Tyndall negó con la cabeza.
– Cálmate, por favor. No es un fantasma. Demasiado tarde para eso. La Cruz Roja tiene su nombre. Tendrán que dar cuentas de él, de un modo u otro.
– Entonces estáis jugando con fuego.
– ¡A mí vas a decírmelo!
– Entonces, ¿por qué hacerlo?
– Órdenes de arriba.
– ¿Trabert?
Negó.
– Mi grupo. Petición especial de la clientela, al parecer.
– ¿Qué cliente?
Tyndall volvió a mirar alrededor. Falk no lo había visto nunca tan nervioso. Tyndall esperó que pasara hacia otra mesa una pareja de bebedores para hablar de nuevo, y lo hizo tan bajo que Falk casi no le oía:
– No puedes decírselo a nadie. Y mucho menos a Whitaker ni a nadie de la Oficina.
– Sigue.
– Ha sido Fowler. Él y su perrillo faldero Cartwright. Han estado muy ocupados. Adnan no es su única adquisición.
– ¿Cuántos más?
– Otros dos, que yo sepa.
– ¿Nombres?
– Sólo sé el de Adnan. Alguien firmó por los otros dos. Podría haber sido Don. Pero son todos yemeníes, como Adnan. Es posible que tenga algo que ver con Boustani.

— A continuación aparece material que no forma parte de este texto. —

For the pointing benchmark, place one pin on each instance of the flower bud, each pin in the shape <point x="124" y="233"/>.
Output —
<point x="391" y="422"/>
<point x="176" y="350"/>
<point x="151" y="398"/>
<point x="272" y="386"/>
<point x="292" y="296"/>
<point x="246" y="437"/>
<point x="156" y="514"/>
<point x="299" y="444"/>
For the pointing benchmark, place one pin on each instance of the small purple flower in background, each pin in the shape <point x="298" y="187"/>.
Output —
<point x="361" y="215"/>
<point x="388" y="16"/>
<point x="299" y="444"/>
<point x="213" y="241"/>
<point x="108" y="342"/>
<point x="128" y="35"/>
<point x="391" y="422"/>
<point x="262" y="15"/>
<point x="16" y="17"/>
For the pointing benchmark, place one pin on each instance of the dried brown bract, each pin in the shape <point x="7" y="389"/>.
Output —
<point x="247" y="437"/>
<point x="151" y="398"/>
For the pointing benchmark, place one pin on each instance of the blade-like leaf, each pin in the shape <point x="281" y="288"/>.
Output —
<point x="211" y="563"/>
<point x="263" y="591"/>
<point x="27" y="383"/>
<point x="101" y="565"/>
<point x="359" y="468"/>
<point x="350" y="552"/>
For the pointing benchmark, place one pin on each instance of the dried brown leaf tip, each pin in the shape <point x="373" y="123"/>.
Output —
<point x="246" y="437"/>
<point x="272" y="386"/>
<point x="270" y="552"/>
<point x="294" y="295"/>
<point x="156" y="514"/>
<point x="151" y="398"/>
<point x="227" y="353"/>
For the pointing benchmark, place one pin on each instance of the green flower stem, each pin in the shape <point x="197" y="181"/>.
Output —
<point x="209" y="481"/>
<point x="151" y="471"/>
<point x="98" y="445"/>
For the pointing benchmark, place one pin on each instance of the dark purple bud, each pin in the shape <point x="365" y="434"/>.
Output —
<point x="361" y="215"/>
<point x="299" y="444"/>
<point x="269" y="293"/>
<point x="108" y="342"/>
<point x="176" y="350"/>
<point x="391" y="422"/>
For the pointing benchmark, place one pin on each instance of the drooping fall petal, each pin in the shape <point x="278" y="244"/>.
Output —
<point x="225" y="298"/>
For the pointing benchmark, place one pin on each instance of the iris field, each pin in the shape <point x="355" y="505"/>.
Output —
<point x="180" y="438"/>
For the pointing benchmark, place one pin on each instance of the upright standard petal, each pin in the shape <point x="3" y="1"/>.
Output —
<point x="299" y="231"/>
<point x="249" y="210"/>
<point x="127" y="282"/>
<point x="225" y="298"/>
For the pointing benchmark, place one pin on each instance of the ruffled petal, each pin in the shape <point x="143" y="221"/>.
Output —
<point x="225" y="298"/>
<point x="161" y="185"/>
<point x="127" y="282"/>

– Boustani nunca ha tratado con los yemeníes. Sólo con libaneses. Y con algunos sirios.
– Podría ser por las cartas de los detenidos, las que iba a echar al correo. Podrían ser de cualquiera.
– Tal vez.
– De todos modos, yo no te he dicho nada. Pero creía que te lo debía por lo de la otra noche.
– Tal como lo veo yo, ahora me debes otra.
– Lo que sea. Siempre y cuando esto quede entre nosotros. Sólo me faltaría cabrear a esos dos.
Muy impresionante, cuando podías asustar a un agente de la CIA, pero Falk no culpaba a Tyndall. Él mismo sentía la presión. Sabía que las posibilidades de que Boustani recogiese cartas de los yemeníes eran prácticamente nulas. Sólo un puñado de interrogadores y psicólogos de Gitmo tenía regularmente acceso a esos detenidos, y Falk se contaba entre ellos. Si Fowler y Cartwright estaban concentrándose en los yemeníes, entonces era casi seguro que tenían la mira puesta en él. Largarse de allí empezaba a parecer una idea excelente.
Apenas había salido el sol, pero Pam Cobb ya se había puesto el uniforme matinal: pantalones cortos del ejército, camiseta de manga corta y las zapatillas de deporte con las que había recorrido kilómetros de caminos polvorientos y endurecidos. Se sentó en el linóleo de la cocina con las largas piernas separadas para estirarse. Era el rincón de la casa más alejado de los dormitorios, y siempre hacía estiramientos allí para no despertar a sus compañeras.